Showing posts with label The Skirrid. Show all posts
Showing posts with label The Skirrid. Show all posts

Friday, 5 August 2022

Abergavenny seen from The Blorenge

click image to enlarge

The Blorenge is a summit at the south-eastern edge of the Brecon Beacons National Park. It is one of the most accessible peaks in the Park, with a minor road zig-zagging past the high-points. The area around the top gives fine views of the town of Abergavenny, the summit called The Skirrid and the distant Severn estuary. There is something satisfying about looking down on a town from above, trying to correlate what you know from ground-level with the very different experience of seeing it from on high.

photo © T. Boughen     Camera: Lumix FZ1000 2

Monday, 8 November 2021

View from Raglan Castle


After a walk around Abergavenny we stopped off at Raglan Castle on our drive home. The afternoon was one of blue skies, fast moving white clouds, and a temperature somewhat lower than recently. The remains of the castle are quite substantial (see photographs below and here) and include a spiral staircase up to what must have been something approximating the highest point of the building As we stood looking north-west at the summits of The Blorenge, Sugar Loaf and The Skirrid we could see the patches of light and the clouds' shadows moving across the fields. I took my photograph more in hope than expectation of capturing this effect and I'm quite pleased with the result.

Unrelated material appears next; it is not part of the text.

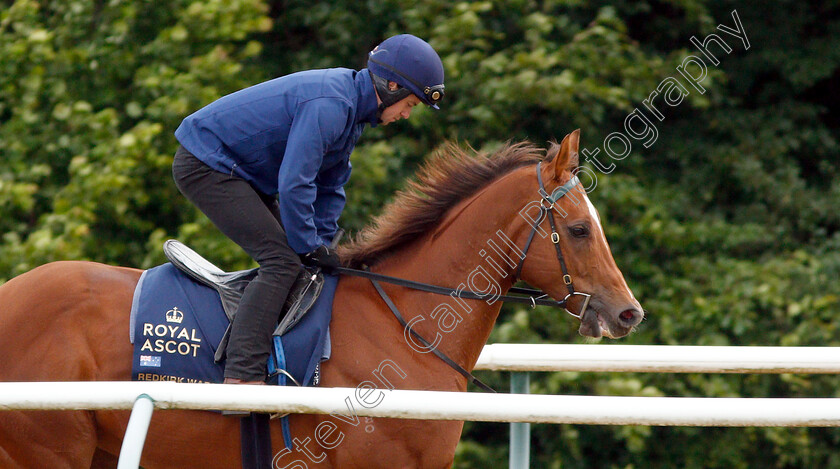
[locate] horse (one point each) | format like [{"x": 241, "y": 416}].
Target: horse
[{"x": 462, "y": 221}]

 photos © T. Boughen     Camera: Olympus OMD E-M10

Wednesday, 14 October 2020

View from Garway Hill


Our second visit to Garway Hill coincided with blue sky and moderate winds on an October morning. The views as we walked through the bracken and sheep-cropped turf were great and only slightly subdued by the fast disappearing morning mist. Sugar Loaf and The Skirrid were in view for a while and I photographed the latter as we climbed towards the summit. Our upward trajectory was slowed as we repeatedly paused to watch about twenty ravens, above the top of the hill, rolling, tumbling, even flying briefly upside down, for all the world looking like they were simply enjoying the October morning just like ourselves.

photo © T. Boughen     Camera: Lumix FZ1000 2

Sunday, 20 January 2019

View of Sugar Loaf

Quite a few peaks across the world attract the name "Sugar Loaf". The best known is perhaps the one in Rio de Janeiro, Brazil. Its shape is a quite good approximation of the shape of an old loaf of sugar i.e. rather like an artillery shell. The Sugar Loaf on the edge of the Brecon Beacons above Abergavenny, Wales, is a less spectacular example and one that doesn't accord too well with the sugar loaf's shape, resembling (from some angles) the flattened cone of a volcano. In fact it is not made of igneous rock but is a ridge of sedimentary Old Red Sandstone. My view is taken from an adjacent, slightly lower peak, The Skirrid, made of the same rock.